# Technology NER (Neural Network)

Here we gonna teach our model to learn to label technology stuff.

We gonna go through the whole process from labeling to training, so you understand how to do it.  The idea is:

1. Grab some raw text containing technological stuffs
2. Grab another text containing terms about technology
3. Use 2 to annotate 1
4. Then train the NER model with the annotated 1

First, let us grab the raw text containing technology related stuffs.  We grab these raw texts from patent

This is edited from https://github.com/kinivi/patent_ner_linking

## 1. Loading data

In [1]:
# if you've already unzipped the file
# this is a text I grab from 
#https://www.google.com/patents/sitemap/en/Sitemap/G06/G06K.html
patent_data = open('data/G06K.txt').read().strip()
patent_data[:500]

'BACKGROUND OF THE INVENTION\n[0001]\n1. Field of the Invention\n[0002]\nThe present invention relates to a wireless communication terminal with an RFID (Radio-Frequency Identification) module, a wireless communication system, a wireless communication method, and a device storing a program.\n[0003]\nPriority is claimed on Japanese Patent Application No. 2013-154951, filed Jul. 25, 2013, the content of which is incorporated herein by reference.\n[0004]\n2. Description of Related Art\n[0005]\nA method of usi'

Since when we train NER, we need to give many samples, each sample as a `Doc`, we gonna split our `patent_data` into many samples.  One doc per one patent.  Looking closely, they are splitted by `\n\n`

In [2]:
# split into patents texts | 1 entry = 1 patent
patent_texts = patent_data.split('\n')
print("Length: ", len(patent_texts))
print("First patent: ",  patent_texts[0][:50])
print("Second patent: ", patent_texts[1][:50])

Length:  427
First patent:  BACKGROUND OF THE INVENTION
Second patent:  [0001]


In [20]:
patent_texts[0]

'BACKGROUND OF THE INVENTION'

Next, let's grab some technological terms from another text file.  To extract relevant terms from the text, we can use `CountVectorizer` from scikit-learn. In such way, we can remove less frequent terms than some threshold.

In [12]:
# here are the potential terms
terms = open('data/manyterms.lower.txt').read().lower().strip().split('\n')
print(terms[44444:44456])
print(len(terms), 'terms')

[]
66 terms


As you can see, we got a lot of irrelevant terms.  Let's filter only the top 25 for now.

In [11]:
unique_terms = list(set(terms))

In [14]:
from sklearn.feature_extraction.text import CountVectorizer

# Here lowercase=False option is used to keep the original case of the terms, since we possibly could have term abbreviations. Like API, CAT, etc.
cvectorizer = CountVectorizer(ngram_range=(
    1, 4), stop_words="english", vocabulary=unique_terms, lowercase=True)
X = cvectorizer.fit_transform(patent_texts)

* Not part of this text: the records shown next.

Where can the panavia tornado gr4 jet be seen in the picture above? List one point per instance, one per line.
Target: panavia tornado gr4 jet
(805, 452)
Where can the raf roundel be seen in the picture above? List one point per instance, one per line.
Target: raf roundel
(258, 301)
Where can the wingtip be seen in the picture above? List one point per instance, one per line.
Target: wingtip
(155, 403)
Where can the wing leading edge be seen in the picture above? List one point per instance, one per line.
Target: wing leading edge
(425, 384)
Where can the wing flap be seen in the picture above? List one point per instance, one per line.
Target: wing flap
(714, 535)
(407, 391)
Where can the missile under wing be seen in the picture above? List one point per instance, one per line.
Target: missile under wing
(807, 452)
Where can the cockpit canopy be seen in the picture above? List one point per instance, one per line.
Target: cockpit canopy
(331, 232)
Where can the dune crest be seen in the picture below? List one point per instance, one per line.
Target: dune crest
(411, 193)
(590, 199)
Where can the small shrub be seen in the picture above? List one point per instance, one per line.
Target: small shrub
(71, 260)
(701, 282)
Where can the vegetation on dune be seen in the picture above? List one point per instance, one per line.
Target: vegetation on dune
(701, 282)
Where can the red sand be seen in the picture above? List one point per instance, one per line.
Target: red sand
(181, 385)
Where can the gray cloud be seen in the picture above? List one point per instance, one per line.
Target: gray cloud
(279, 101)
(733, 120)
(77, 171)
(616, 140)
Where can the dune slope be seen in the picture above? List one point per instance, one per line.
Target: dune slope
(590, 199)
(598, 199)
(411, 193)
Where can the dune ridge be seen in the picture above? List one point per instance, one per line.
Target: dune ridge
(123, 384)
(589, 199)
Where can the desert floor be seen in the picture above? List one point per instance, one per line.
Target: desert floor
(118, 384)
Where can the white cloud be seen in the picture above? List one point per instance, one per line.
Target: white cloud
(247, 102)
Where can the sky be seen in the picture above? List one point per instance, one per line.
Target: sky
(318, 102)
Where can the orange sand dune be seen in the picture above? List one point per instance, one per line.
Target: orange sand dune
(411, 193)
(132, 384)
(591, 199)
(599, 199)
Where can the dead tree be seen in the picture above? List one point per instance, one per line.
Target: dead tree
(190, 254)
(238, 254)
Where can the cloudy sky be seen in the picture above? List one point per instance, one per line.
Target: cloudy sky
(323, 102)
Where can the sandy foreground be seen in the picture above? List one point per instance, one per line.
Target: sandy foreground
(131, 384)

Let's take a look at the results of the counting

In [15]:
#row = patents
#columns = terms
#value  = counts
X.toarray().shape

(427, 59)

Let's sum the row for each column (to get each term frequency), sort them, and map to actual vocab

In [16]:
import numpy as np

#sum them across all documents
counts = np.sum(X, axis=0)
counts.shape

(1, 59)

In [17]:
#we can get the actual vocab name
vocabs = cvectorizer.get_feature_names_out()
cvectorizer.get_feature_names_out()[:10]

array(['wherein the power supply control unit detects residual electric power supply of the power supply unit when the signal to instruct the electric power supply to the wireless communication module is input from the rfid module,',
       'a control unit configured to perform control such that parameters of the layer higher than the data link layer is set to parameters of the wireless communication module;',
       'a tag reading unit configured to transmit the read request to the rfid module, and receives the wireless communication setting information transmitted in response to the read request, and',
       'wherein the power supply unit does not perform the electric power supply to the rfid module.',
       'wherein, when information designating a condition of the transmission target data is acquired from the external terminal, the rfid module determines whether or not there is transmission target data satisfying the condition, and wirelessly transmits the wireless communication s

In [18]:
import pandas as pd

#put in the dataframe nicely for viewing
#.T to transpose columns to rows
df = pd.DataFrame(counts, columns = vocabs).T.sort_values(by=0, ascending=False)
df.head()

Unnamed: 0,0
"wherein the power supply control unit detects residual electric power supply of the power supply unit when the signal to instruct the electric power supply to the wireless communication module is input from the rfid module,",0
"1. a wireless communication terminal with an rfid module, comprising:",0
"13. a wireless communication system, comprising:",0
"4. the wireless communication terminal with the rfid module according to claim 3,",0
"wherein the rfid module stores the data presence/absence information for each external terminal, and",0


## 2. SpaCy NER

Let's start from the original model, and try to see how it looks.

In [19]:
import spacy
from spacy import displacy

nlp = spacy.load("en_core_web_sm")
doc = nlp(patent_texts[0][18000:20000])
displacy.render(doc, style="ent", jupyter=True)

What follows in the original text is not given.